With such great source material to work with it’s pretty unbelievable how much this particular adaptation squanders it. The main problem with the film is that it tries too hard to be too many different things at once: a swashbuckling action-adventure movie (unsuccessfully ripping off the popular Pirates of the Caribbean franchise), a romance, a witty comedy, and there’s even hints of a “pride of war” type film involving honour and the cause (or lack thereof) that the eponymous characters have to fight for. In trying to be all of these things it fails to properly be any of them: a jack of all trades and a master of none, as they say.
The film would work somewhat, on a basic level, if it at least offered some genuinely funny visual gags and one-liners or any semblance of entertaining action but it doesn’t.
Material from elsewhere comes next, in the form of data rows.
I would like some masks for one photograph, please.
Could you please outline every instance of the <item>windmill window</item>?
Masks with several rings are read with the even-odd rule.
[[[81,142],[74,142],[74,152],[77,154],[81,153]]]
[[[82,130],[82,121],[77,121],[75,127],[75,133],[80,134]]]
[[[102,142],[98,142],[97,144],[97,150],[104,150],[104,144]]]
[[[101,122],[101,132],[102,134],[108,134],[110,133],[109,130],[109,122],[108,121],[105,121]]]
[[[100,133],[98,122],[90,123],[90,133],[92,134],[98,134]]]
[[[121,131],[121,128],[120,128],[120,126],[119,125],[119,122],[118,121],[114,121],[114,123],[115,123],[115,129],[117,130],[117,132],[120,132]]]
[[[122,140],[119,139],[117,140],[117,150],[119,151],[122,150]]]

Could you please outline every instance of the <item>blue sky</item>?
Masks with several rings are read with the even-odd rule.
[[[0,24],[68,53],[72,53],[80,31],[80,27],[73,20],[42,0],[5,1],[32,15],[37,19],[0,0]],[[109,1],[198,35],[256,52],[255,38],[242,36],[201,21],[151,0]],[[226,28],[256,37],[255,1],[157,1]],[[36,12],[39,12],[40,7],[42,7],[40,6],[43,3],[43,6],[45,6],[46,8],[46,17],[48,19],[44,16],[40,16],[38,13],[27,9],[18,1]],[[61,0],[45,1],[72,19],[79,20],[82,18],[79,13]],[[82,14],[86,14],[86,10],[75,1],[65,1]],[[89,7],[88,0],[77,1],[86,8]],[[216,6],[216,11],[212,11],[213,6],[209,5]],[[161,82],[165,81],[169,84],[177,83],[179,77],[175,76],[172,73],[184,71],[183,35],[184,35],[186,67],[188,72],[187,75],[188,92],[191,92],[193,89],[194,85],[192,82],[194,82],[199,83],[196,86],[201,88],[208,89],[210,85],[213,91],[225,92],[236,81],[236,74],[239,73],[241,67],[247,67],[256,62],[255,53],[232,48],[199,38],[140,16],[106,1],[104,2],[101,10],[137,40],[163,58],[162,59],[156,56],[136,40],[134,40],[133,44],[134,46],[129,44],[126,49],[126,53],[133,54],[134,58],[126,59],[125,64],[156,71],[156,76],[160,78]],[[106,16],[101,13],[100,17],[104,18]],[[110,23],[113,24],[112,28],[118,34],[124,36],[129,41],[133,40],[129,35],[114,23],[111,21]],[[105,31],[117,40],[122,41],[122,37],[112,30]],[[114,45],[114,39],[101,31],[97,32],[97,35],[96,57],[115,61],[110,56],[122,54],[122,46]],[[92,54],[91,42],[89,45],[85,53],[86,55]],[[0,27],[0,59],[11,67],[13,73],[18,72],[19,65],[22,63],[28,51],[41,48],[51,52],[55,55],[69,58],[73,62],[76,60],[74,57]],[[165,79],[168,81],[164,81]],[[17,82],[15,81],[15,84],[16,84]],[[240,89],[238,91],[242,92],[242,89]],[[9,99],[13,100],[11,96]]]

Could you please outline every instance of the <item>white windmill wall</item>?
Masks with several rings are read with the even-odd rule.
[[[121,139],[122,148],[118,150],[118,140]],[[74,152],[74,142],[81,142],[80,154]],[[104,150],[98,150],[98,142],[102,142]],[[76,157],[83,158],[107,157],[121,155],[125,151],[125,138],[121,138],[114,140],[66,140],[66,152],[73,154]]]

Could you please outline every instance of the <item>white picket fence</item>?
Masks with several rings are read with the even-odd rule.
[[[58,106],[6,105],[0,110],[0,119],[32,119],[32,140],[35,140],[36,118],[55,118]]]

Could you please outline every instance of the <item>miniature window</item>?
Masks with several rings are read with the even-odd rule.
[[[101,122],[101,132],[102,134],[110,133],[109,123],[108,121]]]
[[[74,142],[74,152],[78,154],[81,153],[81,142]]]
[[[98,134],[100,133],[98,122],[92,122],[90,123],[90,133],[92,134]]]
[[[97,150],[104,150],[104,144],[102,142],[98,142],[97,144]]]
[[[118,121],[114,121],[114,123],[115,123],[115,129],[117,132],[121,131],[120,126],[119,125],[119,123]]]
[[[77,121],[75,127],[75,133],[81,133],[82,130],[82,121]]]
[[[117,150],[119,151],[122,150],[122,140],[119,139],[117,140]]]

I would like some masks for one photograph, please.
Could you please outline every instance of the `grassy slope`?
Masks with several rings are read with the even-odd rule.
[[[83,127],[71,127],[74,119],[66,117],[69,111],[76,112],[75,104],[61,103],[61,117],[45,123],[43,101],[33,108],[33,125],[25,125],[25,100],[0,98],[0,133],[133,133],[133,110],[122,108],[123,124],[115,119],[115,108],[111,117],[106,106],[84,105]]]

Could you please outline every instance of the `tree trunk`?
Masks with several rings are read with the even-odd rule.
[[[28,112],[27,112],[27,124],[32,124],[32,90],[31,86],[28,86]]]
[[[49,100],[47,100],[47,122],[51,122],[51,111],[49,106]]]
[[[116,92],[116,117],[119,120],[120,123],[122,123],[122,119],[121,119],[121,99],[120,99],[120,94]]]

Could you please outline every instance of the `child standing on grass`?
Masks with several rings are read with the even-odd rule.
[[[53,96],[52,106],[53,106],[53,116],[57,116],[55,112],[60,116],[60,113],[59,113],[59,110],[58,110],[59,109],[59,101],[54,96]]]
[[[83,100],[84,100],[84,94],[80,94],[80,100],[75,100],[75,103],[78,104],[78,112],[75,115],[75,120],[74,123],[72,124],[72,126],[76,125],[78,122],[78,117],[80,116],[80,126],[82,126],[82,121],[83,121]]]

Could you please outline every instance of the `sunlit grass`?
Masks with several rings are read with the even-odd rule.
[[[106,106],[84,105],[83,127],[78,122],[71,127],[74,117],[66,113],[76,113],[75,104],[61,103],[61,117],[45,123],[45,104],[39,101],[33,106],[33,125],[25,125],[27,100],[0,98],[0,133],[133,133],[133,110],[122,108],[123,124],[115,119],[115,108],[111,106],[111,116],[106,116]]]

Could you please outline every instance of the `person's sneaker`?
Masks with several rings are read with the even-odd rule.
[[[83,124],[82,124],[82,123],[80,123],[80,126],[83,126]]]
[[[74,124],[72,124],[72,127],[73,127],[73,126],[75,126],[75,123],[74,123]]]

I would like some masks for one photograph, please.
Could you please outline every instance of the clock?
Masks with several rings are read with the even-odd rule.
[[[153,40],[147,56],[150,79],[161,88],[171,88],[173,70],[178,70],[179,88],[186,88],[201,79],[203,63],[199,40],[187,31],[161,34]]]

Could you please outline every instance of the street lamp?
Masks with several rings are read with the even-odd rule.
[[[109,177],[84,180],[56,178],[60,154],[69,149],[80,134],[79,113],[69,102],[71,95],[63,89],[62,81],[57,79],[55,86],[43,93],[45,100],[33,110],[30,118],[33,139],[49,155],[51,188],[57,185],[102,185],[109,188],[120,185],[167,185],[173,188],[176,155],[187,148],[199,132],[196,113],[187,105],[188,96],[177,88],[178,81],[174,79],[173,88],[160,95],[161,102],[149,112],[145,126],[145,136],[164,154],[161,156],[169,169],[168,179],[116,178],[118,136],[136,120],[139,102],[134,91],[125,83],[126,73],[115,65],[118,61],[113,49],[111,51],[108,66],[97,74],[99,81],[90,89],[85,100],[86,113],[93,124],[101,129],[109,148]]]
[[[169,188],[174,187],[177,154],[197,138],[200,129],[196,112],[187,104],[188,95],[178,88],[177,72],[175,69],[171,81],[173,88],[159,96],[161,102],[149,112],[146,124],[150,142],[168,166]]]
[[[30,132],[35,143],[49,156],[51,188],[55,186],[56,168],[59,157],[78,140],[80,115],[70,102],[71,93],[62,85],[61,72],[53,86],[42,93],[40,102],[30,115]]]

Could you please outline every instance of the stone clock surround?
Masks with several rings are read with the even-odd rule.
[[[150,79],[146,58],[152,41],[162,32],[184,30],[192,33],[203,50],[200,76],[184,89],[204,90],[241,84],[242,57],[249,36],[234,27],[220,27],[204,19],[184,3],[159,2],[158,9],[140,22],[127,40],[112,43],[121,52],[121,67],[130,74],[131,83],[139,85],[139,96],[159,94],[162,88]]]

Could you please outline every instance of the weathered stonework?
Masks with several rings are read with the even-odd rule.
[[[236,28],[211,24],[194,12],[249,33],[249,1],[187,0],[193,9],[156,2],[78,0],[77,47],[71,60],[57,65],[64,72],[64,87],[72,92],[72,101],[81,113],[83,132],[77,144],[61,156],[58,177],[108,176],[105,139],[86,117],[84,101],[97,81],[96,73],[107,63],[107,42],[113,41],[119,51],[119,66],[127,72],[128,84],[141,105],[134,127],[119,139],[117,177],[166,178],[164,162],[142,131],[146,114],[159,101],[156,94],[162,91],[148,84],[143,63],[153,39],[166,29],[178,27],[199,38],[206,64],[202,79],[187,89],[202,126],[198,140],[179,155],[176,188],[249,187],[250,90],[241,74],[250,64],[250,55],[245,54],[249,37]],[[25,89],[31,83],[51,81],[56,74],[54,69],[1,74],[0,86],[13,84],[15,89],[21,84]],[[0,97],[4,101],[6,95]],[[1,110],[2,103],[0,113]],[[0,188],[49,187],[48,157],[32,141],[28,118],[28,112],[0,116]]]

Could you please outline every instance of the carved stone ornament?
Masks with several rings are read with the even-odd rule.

It feels like a cheap knock-off of similar films of the past (again, the similarity to Pirates of the Caribbean in the tone it’s going for is so strong you’d think when looking at certain sequences that they were lifted straight out of Disney’s franchise), with repetitive action which there is a hell of a lot of but which ultimately adds up to nothing. The plot might not be as convoluted the Pirates franchise, but it still way over complicates things, leading to confusion as to who’s done what and why. And the incessant one-liners spouted by just about everyone that gets any sort of screen-time are cringe-inducing, pulling you out of the movie at every turn.
The Three Musketeers in 3D (the third dimension just adds insult to injury) is by all accounts not as atrociously bad as it very well could have been. But saying that is like saying that this particular trip to the dentist wasn’t as bad as you’ve experienced in the past – but it was still uncomfortable, painful, and made you feel like you didn’t want to be there. Somehow both ridiculous (airships, anyone?) and boring, with only a couple of moments here and there to make up for the rest (mainly involving an extended cameo by Brit comedian James Corden) of this irritating film. Blockbuster fans deserve better than this.